Siempre que tratamos denuncias de violencia de género, las sobrevivientes narran con lujo de detalle cómo sus denuncias son ignoradas, cómo policías, jueces, mirones, todos dudan de ellas aún cuando, literalmente, las están secuestrando.

El oficial tomó el teléfono ya sin memoria y nos pusimos a buscar la tarjeta, pero no apareció más; pidió refuerzos y aparecieron, ahora sí, el oficial de los andenes y otro que parecía ser el oficial a cargo en la estación.

Nos separaron, el policía del torniquete me volvió a preguntar lo que había ocurrido y me informó que para presentarlo, tendríamos que ir al Juez Cívico en Pino Suárez y que tomaría tiempo (sí, con ese tono que hemos escuchado mil veces que busca desincentivar las denuncias), le dije que sólo me diera chance de marcar a mi trabajo e informar qué estaba pasando.

Para cuando regreso, los otros dos oficiales van subiendo, viéndome entre burlona y cínicamente y sólo me dicen que el tipo “se había huido”. Así. Sin más. Con el coraje atorado, con la plena consciencia de que no pude haber hecho más y que “hice lo correcto” y lo que una y otra y otra vez la PGJ-CDMX, la Jefa de Gobierno y hasta nosotros, como medio, decimos que tiene que hacerse y aún así, el tipo se “libró” como si nada. Sin más.

Tomé un par de fotos de los oficiales mientras comenzaban a  tomarle la declaración al tipo, justo antes de que el policía de primer contacto me separara de ellos. Pero no pude hacer más. No puedo dejar de preguntarme, aún, si no ese primer “buen” trato será parte de una estrategia de los oficiales para desincentivar la denuncia.

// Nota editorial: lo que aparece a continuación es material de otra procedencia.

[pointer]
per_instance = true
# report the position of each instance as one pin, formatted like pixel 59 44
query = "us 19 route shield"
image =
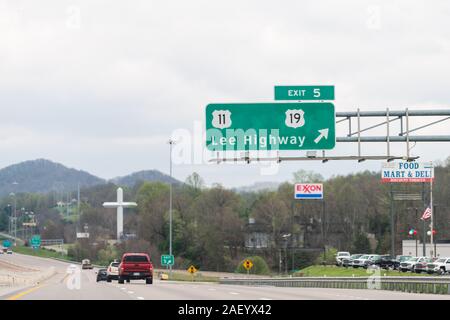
pixel 270 126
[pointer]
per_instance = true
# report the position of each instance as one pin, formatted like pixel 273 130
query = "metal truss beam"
pixel 403 116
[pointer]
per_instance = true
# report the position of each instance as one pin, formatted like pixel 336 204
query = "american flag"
pixel 427 214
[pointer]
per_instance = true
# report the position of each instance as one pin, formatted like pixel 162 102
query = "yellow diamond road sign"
pixel 192 269
pixel 248 264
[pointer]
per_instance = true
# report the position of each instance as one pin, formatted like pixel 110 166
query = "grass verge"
pixel 178 276
pixel 334 271
pixel 43 253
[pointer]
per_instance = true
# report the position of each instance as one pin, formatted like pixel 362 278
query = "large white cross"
pixel 119 205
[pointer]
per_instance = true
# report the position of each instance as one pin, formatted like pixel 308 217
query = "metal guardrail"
pixel 435 285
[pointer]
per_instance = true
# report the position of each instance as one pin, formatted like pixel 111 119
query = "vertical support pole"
pixel 359 134
pixel 388 140
pixel 349 126
pixel 171 142
pixel 424 231
pixel 407 133
pixel 392 224
pixel 417 235
pixel 432 253
pixel 424 237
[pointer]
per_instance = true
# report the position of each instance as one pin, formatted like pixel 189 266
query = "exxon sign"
pixel 309 191
pixel 407 172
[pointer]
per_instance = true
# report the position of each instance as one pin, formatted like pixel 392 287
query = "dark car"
pixel 386 262
pixel 102 275
pixel 136 266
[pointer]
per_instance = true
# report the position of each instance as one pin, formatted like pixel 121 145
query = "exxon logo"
pixel 309 191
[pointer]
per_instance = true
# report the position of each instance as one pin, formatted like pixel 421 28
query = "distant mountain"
pixel 259 186
pixel 146 175
pixel 42 176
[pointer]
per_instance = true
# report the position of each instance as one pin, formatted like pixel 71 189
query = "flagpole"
pixel 432 213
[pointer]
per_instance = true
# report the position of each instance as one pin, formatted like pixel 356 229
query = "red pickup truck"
pixel 136 266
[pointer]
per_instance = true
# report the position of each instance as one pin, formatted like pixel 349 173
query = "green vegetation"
pixel 43 253
pixel 198 277
pixel 259 266
pixel 334 271
pixel 215 228
pixel 328 257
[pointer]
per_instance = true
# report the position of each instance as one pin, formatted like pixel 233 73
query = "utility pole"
pixel 392 224
pixel 171 143
pixel 432 253
pixel 78 203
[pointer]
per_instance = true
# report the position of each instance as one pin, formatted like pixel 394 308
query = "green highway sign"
pixel 167 260
pixel 270 126
pixel 304 93
pixel 35 241
pixel 6 243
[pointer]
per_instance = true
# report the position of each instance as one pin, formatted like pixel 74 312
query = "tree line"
pixel 214 228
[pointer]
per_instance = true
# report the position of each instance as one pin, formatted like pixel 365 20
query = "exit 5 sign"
pixel 304 92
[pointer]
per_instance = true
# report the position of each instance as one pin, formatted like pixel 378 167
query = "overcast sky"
pixel 101 85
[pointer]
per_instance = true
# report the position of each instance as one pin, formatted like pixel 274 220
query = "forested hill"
pixel 146 175
pixel 43 176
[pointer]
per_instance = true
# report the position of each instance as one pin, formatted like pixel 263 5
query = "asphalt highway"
pixel 65 286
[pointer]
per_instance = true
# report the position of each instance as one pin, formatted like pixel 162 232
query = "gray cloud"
pixel 100 85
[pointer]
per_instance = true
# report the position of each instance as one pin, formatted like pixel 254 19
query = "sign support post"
pixel 432 253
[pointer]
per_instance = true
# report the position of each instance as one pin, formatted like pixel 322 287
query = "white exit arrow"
pixel 323 134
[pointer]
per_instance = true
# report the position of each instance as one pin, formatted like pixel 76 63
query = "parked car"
pixel 341 255
pixel 384 262
pixel 410 265
pixel 364 261
pixel 136 266
pixel 113 271
pixel 102 275
pixel 348 262
pixel 440 266
pixel 86 264
pixel 422 265
pixel 400 259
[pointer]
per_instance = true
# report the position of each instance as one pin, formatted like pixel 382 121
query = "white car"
pixel 440 266
pixel 113 271
pixel 364 261
pixel 410 264
pixel 341 255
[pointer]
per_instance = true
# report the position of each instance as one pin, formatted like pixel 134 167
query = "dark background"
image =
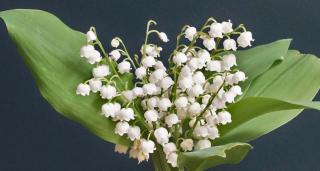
pixel 35 137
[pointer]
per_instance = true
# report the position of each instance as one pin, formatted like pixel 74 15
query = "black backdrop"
pixel 34 137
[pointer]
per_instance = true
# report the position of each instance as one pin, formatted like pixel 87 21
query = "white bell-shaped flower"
pixel 202 144
pixel 187 144
pixel 91 36
pixel 164 104
pixel 209 43
pixel 163 36
pixel 227 27
pixel 181 102
pixel 166 83
pixel 204 55
pixel 147 146
pixel 125 114
pixel 141 72
pixel 230 44
pixel 171 119
pixel 124 67
pixel 239 76
pixel 236 90
pixel 151 115
pixel 201 131
pixel 173 159
pixel 122 128
pixel 214 65
pixel 194 109
pixel 101 71
pixel 108 92
pixel 148 61
pixel 198 78
pixel 216 30
pixel 157 75
pixel 245 39
pixel 149 88
pixel 162 135
pixel 152 102
pixel 110 109
pixel 86 50
pixel 213 132
pixel 185 83
pixel 121 149
pixel 115 54
pixel 94 57
pixel 134 133
pixel 95 85
pixel 169 148
pixel 179 58
pixel 186 71
pixel 138 92
pixel 229 61
pixel 195 91
pixel 115 42
pixel 83 89
pixel 224 117
pixel 128 94
pixel 190 33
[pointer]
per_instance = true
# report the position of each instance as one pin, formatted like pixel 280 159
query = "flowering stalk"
pixel 197 89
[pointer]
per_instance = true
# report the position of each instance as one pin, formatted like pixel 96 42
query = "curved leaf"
pixel 210 157
pixel 257 60
pixel 251 108
pixel 51 51
pixel 297 77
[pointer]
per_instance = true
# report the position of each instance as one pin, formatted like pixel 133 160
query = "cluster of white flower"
pixel 197 88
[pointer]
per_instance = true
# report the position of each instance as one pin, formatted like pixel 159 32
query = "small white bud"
pixel 83 89
pixel 115 54
pixel 230 44
pixel 122 128
pixel 108 92
pixel 121 149
pixel 203 144
pixel 190 33
pixel 151 116
pixel 124 67
pixel 101 71
pixel 162 135
pixel 187 144
pixel 209 43
pixel 95 85
pixel 245 39
pixel 91 36
pixel 163 37
pixel 134 133
pixel 216 30
pixel 115 43
pixel 171 120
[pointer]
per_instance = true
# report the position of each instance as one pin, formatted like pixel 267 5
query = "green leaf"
pixel 294 79
pixel 51 51
pixel 244 126
pixel 257 60
pixel 200 160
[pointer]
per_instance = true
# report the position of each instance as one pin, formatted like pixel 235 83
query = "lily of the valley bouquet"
pixel 194 109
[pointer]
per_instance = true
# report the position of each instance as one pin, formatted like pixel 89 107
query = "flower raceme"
pixel 196 90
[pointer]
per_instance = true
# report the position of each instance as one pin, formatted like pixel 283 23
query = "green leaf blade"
pixel 200 160
pixel 51 51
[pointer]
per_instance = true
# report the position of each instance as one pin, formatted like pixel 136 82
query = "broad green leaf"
pixel 251 108
pixel 200 160
pixel 51 51
pixel 257 60
pixel 295 79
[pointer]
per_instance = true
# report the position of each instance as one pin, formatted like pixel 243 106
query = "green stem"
pixel 160 162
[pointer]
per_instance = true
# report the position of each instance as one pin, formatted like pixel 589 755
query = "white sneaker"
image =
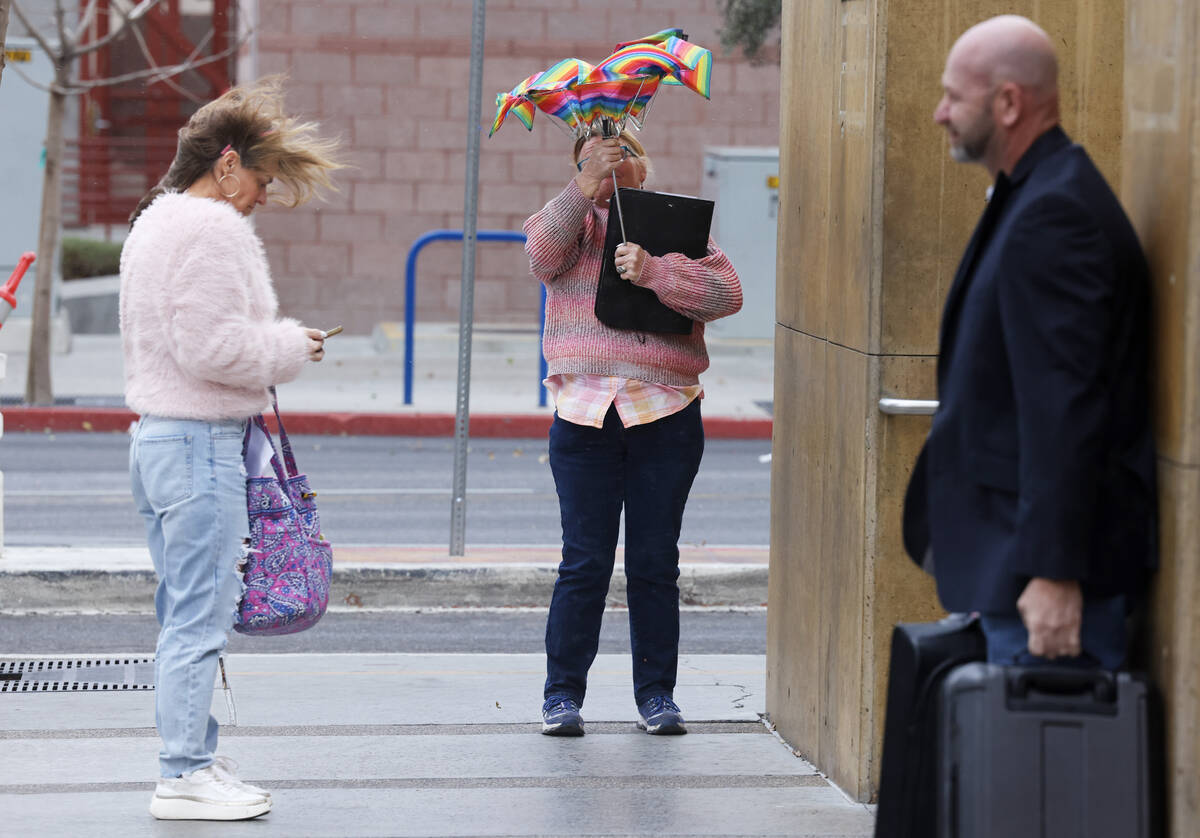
pixel 227 770
pixel 205 795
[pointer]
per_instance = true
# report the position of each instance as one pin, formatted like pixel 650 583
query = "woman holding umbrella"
pixel 627 432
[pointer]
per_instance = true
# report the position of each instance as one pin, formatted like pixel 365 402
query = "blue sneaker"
pixel 660 716
pixel 561 717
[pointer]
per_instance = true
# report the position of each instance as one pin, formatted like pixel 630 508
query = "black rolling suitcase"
pixel 1048 753
pixel 922 656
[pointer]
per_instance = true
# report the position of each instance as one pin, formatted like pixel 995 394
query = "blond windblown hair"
pixel 251 120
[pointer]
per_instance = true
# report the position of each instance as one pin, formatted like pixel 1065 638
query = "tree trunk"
pixel 37 381
pixel 4 30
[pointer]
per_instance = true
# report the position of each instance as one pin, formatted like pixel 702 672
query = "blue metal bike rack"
pixel 411 300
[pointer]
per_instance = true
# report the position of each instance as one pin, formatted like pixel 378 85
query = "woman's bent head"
pixel 235 145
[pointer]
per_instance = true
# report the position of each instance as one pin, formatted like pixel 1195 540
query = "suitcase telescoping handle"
pixel 1093 689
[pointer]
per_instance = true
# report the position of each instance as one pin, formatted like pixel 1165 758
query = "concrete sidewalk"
pixel 121 580
pixel 429 744
pixel 359 387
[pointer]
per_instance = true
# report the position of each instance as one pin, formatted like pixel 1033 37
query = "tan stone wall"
pixel 874 219
pixel 393 79
pixel 1161 189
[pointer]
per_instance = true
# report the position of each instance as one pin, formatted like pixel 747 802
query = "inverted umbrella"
pixel 600 99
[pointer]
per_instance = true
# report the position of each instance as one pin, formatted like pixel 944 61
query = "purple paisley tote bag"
pixel 289 564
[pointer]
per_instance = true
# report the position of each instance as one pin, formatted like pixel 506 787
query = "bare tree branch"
pixel 65 55
pixel 66 43
pixel 154 75
pixel 33 31
pixel 130 19
pixel 154 65
pixel 85 19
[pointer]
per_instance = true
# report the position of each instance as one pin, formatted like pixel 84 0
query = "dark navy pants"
pixel 648 471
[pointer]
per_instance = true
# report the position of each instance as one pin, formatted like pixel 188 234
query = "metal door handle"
pixel 909 407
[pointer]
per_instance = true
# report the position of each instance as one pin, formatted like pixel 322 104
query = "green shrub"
pixel 89 257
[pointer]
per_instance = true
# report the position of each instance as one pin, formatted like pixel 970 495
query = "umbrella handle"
pixel 621 216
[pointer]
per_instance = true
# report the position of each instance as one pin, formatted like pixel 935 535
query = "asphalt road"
pixel 72 490
pixel 708 632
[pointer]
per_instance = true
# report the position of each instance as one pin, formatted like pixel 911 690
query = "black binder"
pixel 660 223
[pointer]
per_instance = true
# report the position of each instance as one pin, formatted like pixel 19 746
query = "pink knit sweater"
pixel 565 246
pixel 198 313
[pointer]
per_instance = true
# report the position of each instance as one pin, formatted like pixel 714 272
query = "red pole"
pixel 9 293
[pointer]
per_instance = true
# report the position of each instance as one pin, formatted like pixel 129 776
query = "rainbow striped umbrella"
pixel 601 99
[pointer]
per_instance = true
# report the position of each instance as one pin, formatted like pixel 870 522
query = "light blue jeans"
pixel 190 485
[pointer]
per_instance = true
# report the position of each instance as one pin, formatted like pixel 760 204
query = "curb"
pixel 375 588
pixel 481 425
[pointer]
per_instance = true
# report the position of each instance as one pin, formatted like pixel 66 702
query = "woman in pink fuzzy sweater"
pixel 203 342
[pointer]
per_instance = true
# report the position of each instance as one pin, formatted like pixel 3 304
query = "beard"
pixel 972 145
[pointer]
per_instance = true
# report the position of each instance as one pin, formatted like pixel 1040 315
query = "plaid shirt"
pixel 585 399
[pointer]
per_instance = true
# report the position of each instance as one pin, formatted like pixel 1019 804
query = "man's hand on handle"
pixel 1053 611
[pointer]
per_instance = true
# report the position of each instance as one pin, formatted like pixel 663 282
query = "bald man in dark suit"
pixel 1033 500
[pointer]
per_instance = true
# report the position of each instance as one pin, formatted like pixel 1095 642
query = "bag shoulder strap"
pixel 289 458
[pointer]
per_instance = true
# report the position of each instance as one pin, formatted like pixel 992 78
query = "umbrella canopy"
pixel 604 97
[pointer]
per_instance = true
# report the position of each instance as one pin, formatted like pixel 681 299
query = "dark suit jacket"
pixel 1041 460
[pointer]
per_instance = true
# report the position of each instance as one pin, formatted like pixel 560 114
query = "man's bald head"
pixel 1009 48
pixel 1000 91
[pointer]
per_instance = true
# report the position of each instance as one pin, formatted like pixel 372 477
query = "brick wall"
pixel 393 77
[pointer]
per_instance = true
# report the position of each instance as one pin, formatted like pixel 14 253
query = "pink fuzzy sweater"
pixel 565 246
pixel 198 313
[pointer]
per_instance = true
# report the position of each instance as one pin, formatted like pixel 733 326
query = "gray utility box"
pixel 744 183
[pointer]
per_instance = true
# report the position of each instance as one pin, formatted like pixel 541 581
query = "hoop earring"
pixel 221 190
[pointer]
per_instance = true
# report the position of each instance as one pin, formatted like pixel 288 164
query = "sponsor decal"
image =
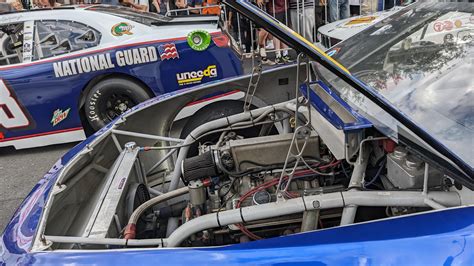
pixel 93 114
pixel 195 77
pixel 168 51
pixel 28 41
pixel 199 40
pixel 104 61
pixel 446 25
pixel 121 29
pixel 59 115
pixel 333 51
pixel 12 115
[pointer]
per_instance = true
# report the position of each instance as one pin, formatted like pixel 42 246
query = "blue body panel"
pixel 328 113
pixel 40 92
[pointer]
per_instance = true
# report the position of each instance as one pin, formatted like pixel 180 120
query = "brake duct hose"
pixel 130 229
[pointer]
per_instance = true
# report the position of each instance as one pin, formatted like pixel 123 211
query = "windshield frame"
pixel 301 45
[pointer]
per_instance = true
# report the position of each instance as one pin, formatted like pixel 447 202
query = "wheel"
pixel 110 98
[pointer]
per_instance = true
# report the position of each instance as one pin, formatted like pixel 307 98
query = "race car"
pixel 65 72
pixel 335 32
pixel 359 158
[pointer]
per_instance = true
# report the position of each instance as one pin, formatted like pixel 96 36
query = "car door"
pixel 49 103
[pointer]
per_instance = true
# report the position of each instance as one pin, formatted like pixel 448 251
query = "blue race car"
pixel 368 162
pixel 69 71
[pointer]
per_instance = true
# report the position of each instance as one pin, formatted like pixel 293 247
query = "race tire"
pixel 110 98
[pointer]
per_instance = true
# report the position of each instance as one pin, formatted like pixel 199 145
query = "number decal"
pixel 11 114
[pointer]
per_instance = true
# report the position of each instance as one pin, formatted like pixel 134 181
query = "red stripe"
pixel 213 97
pixel 98 51
pixel 42 134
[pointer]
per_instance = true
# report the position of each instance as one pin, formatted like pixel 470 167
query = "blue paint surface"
pixel 40 93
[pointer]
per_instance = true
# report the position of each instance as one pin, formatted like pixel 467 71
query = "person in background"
pixel 159 6
pixel 279 10
pixel 213 9
pixel 45 4
pixel 338 9
pixel 303 19
pixel 240 29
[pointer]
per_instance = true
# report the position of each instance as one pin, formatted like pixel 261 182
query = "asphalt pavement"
pixel 20 171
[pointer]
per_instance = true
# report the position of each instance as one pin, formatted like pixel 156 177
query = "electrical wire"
pixel 269 184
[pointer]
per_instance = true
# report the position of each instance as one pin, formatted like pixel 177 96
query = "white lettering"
pixel 58 70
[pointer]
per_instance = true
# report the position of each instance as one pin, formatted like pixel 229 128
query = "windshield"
pixel 146 18
pixel 421 60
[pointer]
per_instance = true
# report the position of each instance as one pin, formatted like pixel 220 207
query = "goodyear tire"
pixel 110 98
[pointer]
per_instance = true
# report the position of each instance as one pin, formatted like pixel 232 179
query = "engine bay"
pixel 302 165
pixel 269 172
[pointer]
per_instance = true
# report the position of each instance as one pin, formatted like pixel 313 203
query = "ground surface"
pixel 20 171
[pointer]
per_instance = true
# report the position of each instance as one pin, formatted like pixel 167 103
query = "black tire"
pixel 111 97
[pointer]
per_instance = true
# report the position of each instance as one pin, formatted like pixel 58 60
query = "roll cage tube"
pixel 300 44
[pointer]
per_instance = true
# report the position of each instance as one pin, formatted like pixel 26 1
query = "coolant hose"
pixel 130 229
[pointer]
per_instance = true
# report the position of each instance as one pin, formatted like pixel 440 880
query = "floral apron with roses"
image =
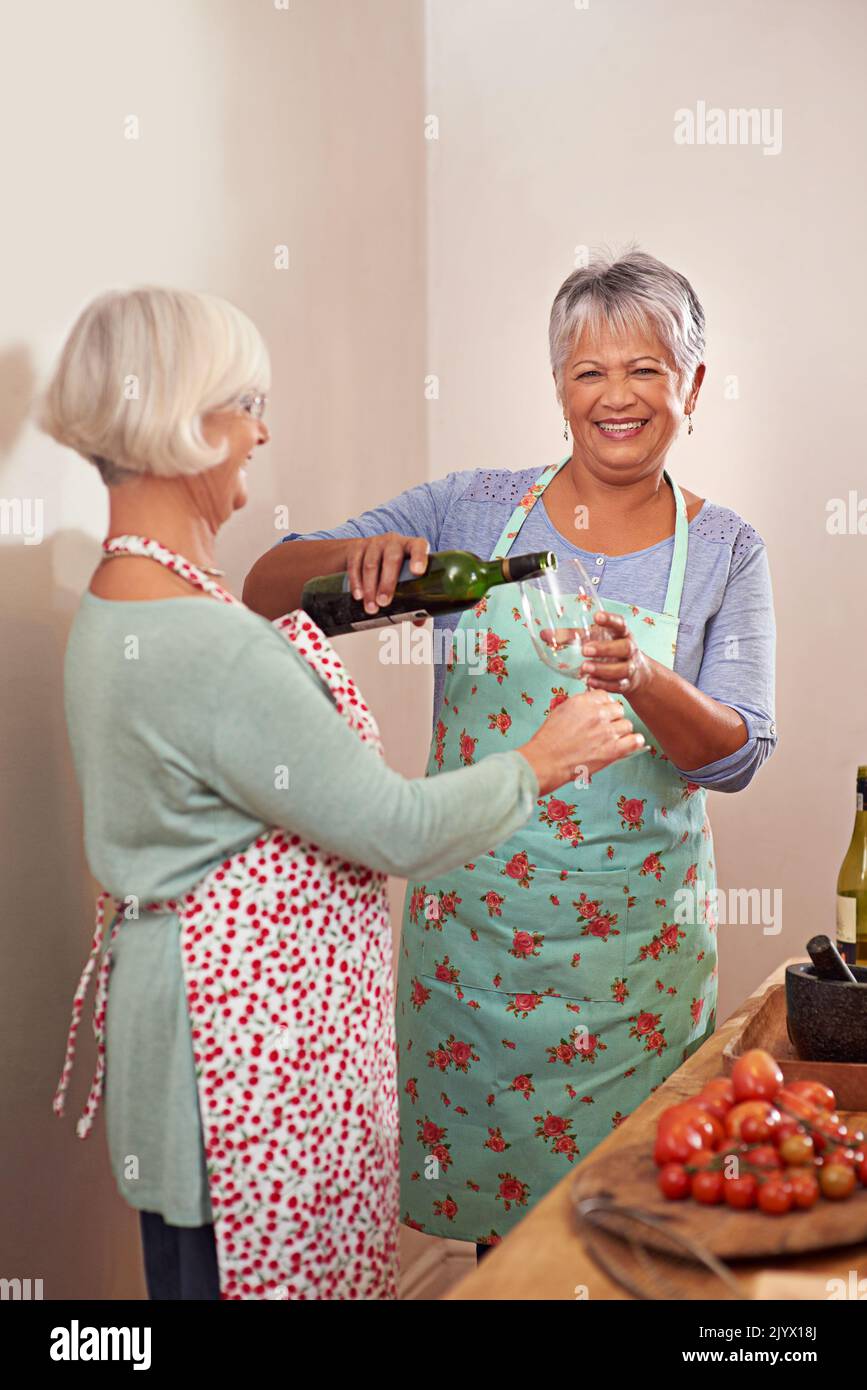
pixel 549 986
pixel 286 957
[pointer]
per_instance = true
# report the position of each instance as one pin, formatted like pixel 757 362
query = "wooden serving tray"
pixel 628 1175
pixel 767 1029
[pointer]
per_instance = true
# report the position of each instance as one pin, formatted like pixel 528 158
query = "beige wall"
pixel 261 127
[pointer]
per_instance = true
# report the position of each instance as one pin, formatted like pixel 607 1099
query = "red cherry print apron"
pixel 548 987
pixel 286 958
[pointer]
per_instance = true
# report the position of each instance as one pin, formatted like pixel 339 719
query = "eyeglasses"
pixel 253 405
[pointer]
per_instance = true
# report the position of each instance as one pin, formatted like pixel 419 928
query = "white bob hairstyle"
pixel 631 292
pixel 139 370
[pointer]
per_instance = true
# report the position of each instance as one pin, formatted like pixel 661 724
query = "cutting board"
pixel 628 1173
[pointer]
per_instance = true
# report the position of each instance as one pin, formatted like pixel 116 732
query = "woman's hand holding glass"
pixel 578 737
pixel 613 660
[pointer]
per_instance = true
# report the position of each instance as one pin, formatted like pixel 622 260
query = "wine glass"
pixel 560 609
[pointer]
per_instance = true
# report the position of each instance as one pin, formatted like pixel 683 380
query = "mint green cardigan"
pixel 179 710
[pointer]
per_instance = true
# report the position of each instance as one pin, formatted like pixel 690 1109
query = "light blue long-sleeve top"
pixel 727 633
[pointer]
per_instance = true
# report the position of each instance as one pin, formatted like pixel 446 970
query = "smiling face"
pixel 228 480
pixel 623 401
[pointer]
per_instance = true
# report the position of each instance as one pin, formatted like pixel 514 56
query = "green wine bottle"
pixel 453 580
pixel 852 884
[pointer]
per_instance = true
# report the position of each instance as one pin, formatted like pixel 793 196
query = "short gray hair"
pixel 632 291
pixel 139 371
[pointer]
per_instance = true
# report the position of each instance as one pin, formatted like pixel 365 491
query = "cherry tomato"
pixel 674 1182
pixel 705 1158
pixel 717 1097
pixel 766 1115
pixel 756 1076
pixel 805 1186
pixel 839 1155
pixel 764 1155
pixel 813 1091
pixel 702 1119
pixel 714 1104
pixel 795 1105
pixel 788 1126
pixel 707 1187
pixel 796 1150
pixel 835 1180
pixel 677 1143
pixel 741 1191
pixel 775 1196
pixel 828 1132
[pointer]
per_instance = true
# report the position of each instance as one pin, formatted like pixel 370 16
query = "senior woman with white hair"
pixel 242 822
pixel 563 976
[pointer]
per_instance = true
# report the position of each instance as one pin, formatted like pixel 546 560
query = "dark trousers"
pixel 179 1261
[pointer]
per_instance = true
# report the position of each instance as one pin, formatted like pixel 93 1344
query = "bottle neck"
pixel 525 566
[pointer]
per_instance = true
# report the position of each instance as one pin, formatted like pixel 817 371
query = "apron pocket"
pixel 513 927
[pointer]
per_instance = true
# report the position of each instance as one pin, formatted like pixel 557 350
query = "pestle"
pixel 827 961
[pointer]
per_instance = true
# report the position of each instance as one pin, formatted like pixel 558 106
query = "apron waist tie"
pixel 100 1002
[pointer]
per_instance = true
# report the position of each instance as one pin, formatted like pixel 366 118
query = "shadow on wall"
pixel 47 919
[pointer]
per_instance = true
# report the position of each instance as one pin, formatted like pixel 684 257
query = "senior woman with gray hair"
pixel 550 984
pixel 242 822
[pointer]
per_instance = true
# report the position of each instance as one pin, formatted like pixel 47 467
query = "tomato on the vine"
pixel 674 1182
pixel 741 1191
pixel 766 1119
pixel 835 1180
pixel 764 1155
pixel 756 1076
pixel 816 1093
pixel 775 1194
pixel 796 1150
pixel 707 1187
pixel 805 1186
pixel 675 1143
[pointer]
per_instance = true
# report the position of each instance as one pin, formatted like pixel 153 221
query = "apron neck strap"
pixel 681 545
pixel 524 508
pixel 681 531
pixel 143 546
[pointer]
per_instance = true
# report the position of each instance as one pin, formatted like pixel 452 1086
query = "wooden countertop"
pixel 543 1257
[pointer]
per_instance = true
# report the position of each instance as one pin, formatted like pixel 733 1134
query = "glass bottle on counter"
pixel 453 580
pixel 852 884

Salgo del metro sin saber bien qué hacer, camino sobre Revolución y, al bajar por Barranca del Muerto, me lo topo en la banqueta. Pensé que me golpearía, pero no, simplemente me reclamó que “por mi culpa” le bajaron $500. Se libró de ir al juez cívico con una mordida.

En este país, la impunidad cuesta quinientos pesos. Entonces, ¿por qué es que, de nuevo, la gente no denuncia más?